JAKARTA - Kementerian Perindustrian (Kemenperin) menyatakan perlunya menyesuaikan pengaturan impor untuk mendongkrak optimisme pelaku industri di Tanah Air yang terpengaruh oleh pengetatan pasar global, serta adanya regulasi perdagangan yang kurang mendukung.

Juru Bicara Kemenperin, Febri Hendri Antoni Arief, di Jakarta, Senin (1/7), mengatakan sektor industri saat ini memang sudah masuk ke kondisi waspada. Optimisme para pelaku industri menurun terhadap perkembangan bisnis mendatang karena melemahnya pertumbuhan pesanan baru yang dipengaruhi oleh kondisi pasar, restriksi perdagangan di negara lain dan regulasi yang kurang mendukung.

Penurunan optimisme itu merujuk pada laporan S&P Global yang menyebutkan pertumbuhan sektor manufaktur kehilangan momentum pada Juni 2024, dengan angka Purchasing Manager's Index (PMI) Juni yang turun 1,4 poin menjadi 50,7 secara bulanan.

Hal itu disebabkan kenaikan yang lebih lambat pada hasil (output), permintaan baru, serta penjualan. Kondisi tersebut langsung mempengaruhi kepercayaan diri industri terhadap hasil bisnis selama 12 bulan mendatang.

Ia menyampaikan penyesuaian kebijakan atau policy adjustment yang diperlukan antara lain mengembalikan pengaturan impor ke Permendag No 36 Tahun 2023, serta pemberlakuan Bea Masuk Tindakan Pengamanan (BMTP) dan Bea Masuk Anti Dumping (BMAD) untuk sejumlah komoditas.
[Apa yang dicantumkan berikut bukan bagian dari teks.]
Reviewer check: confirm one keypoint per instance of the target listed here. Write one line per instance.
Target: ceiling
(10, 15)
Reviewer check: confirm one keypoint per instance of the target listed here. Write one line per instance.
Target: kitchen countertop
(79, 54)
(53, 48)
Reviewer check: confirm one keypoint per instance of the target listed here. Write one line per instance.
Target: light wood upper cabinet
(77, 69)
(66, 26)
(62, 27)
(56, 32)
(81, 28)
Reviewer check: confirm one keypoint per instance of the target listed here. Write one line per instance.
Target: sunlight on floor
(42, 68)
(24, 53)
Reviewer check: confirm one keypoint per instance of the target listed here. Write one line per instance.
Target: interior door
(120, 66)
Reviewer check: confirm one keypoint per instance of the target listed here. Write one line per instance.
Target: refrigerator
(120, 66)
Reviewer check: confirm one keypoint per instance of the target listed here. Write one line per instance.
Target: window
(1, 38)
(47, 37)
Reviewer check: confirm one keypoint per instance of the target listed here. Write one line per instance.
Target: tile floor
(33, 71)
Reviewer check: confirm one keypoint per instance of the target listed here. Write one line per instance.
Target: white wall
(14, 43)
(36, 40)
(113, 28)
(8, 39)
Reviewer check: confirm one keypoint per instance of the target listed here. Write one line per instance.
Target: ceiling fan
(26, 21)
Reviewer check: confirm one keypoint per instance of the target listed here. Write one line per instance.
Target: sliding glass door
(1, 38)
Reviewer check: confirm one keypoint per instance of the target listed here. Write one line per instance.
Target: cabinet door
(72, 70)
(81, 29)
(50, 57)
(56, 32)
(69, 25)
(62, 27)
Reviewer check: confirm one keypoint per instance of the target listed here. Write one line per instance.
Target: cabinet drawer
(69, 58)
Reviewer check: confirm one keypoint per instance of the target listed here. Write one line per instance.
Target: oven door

"Perlu adanya penyesuaian kebijakan untuk mendongkrak kembali optimisme dari pelaku industri," kata Febri.

Pengamat ekonomi dari Universitas Internasional Semen Indonesia (UISI), Surabaya, Leo Herlambang, yang diminta pendapatnya, mengatakan pesimisme kalangan industri terjadi bukan hanya karena penurunan pesanan, namun juga disebabkan oleh kenaikan biaya produksi seiring dengan masih banyaknya industri yang mengandalkan bahan baku impor.

"Dengan kurs rupiah sekarang, sudah pasti dunia usaha berbasis bahan baku impor akan terdampak, daya saingnya menurun karena harga produksinya membengkak sehingga memang dibutuhkan kelonggaran bagi industri ekspor kita dari sisi kebijakan. Regulasi perizinan harus dipermudah dan insentif ditingkatkan karena bagaimanapun mereka ini pahlawan devisa negara. Jangan malah dipersulit," kata Leo.

Masa Depan

Sementara itu, Direktur Eksekutif Indef, Esther Sri Astuti, mengatakan langkah pengetatan impor harus dilakukan secepatnya, supaya industri tekstil bisa bersaing dan punya masa depan.

Selain itu, juga perlu memikirkan kembali peraturan terkait impor tekstil dan pakaian jadi dalam khususnya pada Peraturan Menteri Perdagangan No 77/2019 tentang Ketentuan Impor dan Produk Tekstil.

Hal yang sama juga dengan Perdirjen Bea dan Cukai Kementerian Keuangan No.02-03/BC/2018 tentang Pusat Logistik Berikat (PLB) yang masih dianggap belum efektif untuk membatasi kegiatan impor, terutama oleh PLB.